Under Part B of the Individuals with Disabilities Education Act (IDEA), all students who receive special education services must be provided with an IEP. This written plan includes goals the student is working towards throughout that school year, and ensures that there are measurable ways to see if the child is progressing. It is for the benefit of the student to have an IEP so that his or her needs are clearly stated and all of their teachers, support staff and administrators are aware of, and actively working towards accommodating their needs.
What Is In An IEP?
There are many sections of the IEP. As stated above, each school district's forms may look slightly different. The following components are found in all IEP’s regardless of the format or order.
- Current performance. This section also referred to as PLOP’S (Present Levels of Educational Performance describes how the student’s disability affects their participation in general education classes. Information in this section often comes from an evaluation performed by a psychologist, teacher observations, and classroom or state tests. This section indicates how your student is currently performing.
- Annual goals. These are goals that the student will strive to accomplish that year. Because the goals are re-evaluated throughout the year to see progress, they must be measurable. Goals may be academic, social or behavioral. This section is important as it is where the team will provide input what they wish to see the student accomplish. As a parent, teacher, or administrator, each person will provide unique and vital input necessary for developing the student as a whole.
- Special education and related services. This section lists the special education and related services that are to be provided. Included, are supplementary aids and services that the child needs. An example of this service might be special transportation for the student.
- Participation with non-disabled children. This section states and explains when the student will be be exempt from participation with the general education students--whether in class or other activities.
- Participation in state and district-wide tests. This is the section listing the district and state tests that are given. It also outlines which accommodations or modifications the student will receive during those tests. If the student will not participate in a state or district test, it must state why.
- Dates and places. The IEP must state when services will begin and when it will end. Services begin after the IEP meeting has taken place, and are effective for one calendar year.
- Transition service needs. This section of the IEP states the courses he or she needs to take, in order to reach his or her goals after graduation and beyond.
- Measuring progress. This section lists how the student is doing in terms of working toward the annual goals. It also states how the parents or guardian will be notified of this progress.
What Is the Difference Between an IEP and a 504 Plan?

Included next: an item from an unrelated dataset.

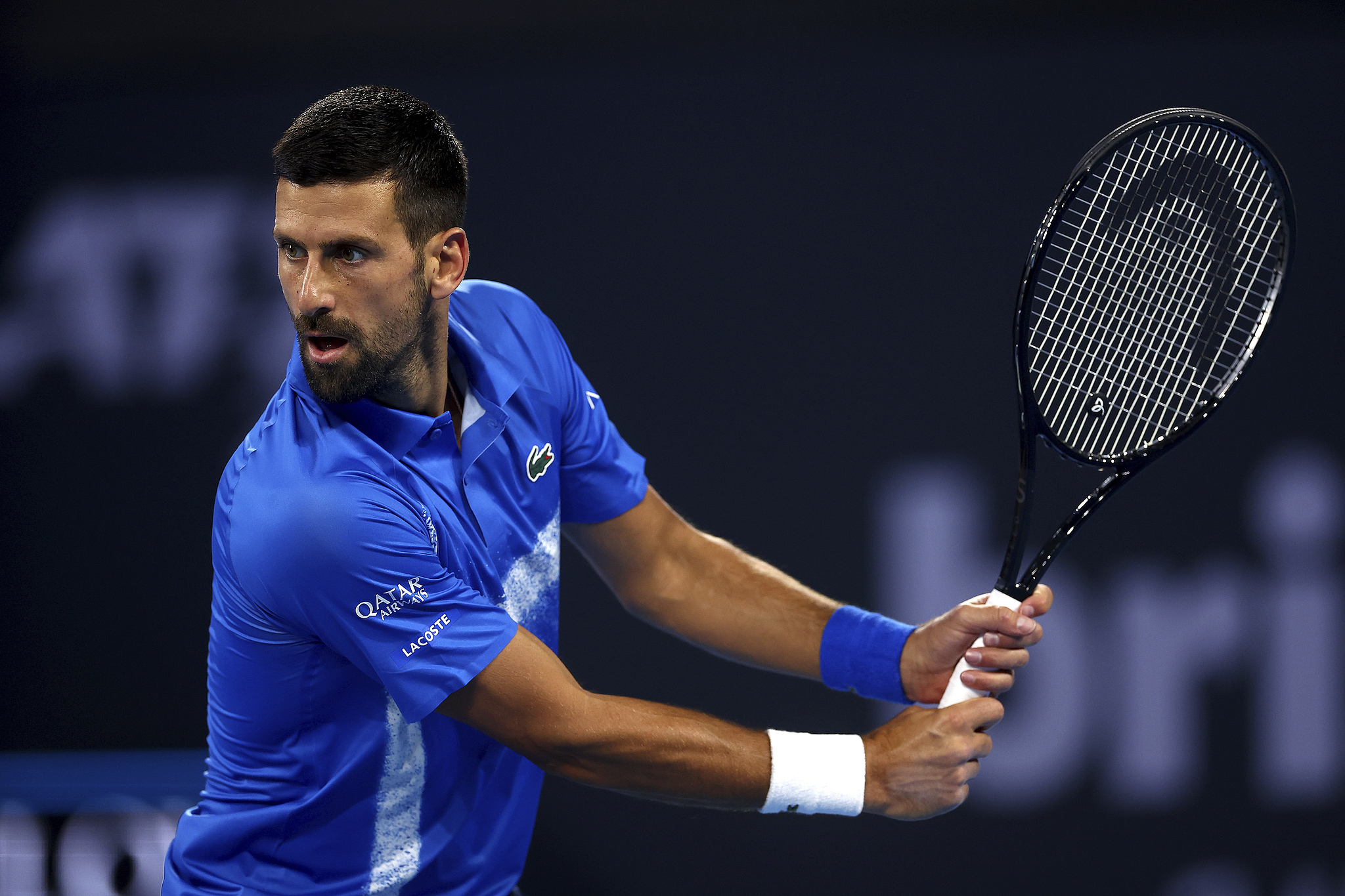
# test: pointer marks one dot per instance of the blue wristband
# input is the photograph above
(861, 652)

If a child has a disability, is able to keep up with peers academically, but has problems accessing the curriculum, then there is a plan called the 504. An example of this would be a student requiring large print books or notes because of impaired vision. Another example, would be a student who must arrive at class late, or leave early because they are in a wheelchair. These are accommodations, but the curriculum and academic expectations are the same as for any other student, it is not modified as in an IEP document.
Important Tips to Remember:
1. Attend IEP meetings - Attend the IEP meetings and any other meetings that are held on behalf of your student. If the time suggested does not work for you as their guardian, make it clear that you want to be present and suggest finding a time that works for you to attend.
2. Ask questions - If you don’t understand something in the IEP, ask a teacher, administrator or support staff. An IEP is a complicated document that you should understand a little more after reading this--however, there will always be questions that will arise so shamelessly ask until you understand.
3. Give your input - It is your child, and you know him or her best. Share the strengths and weaknesses you see in your child. These are important points that are all helpful when creating a current, accurate and effective IEP.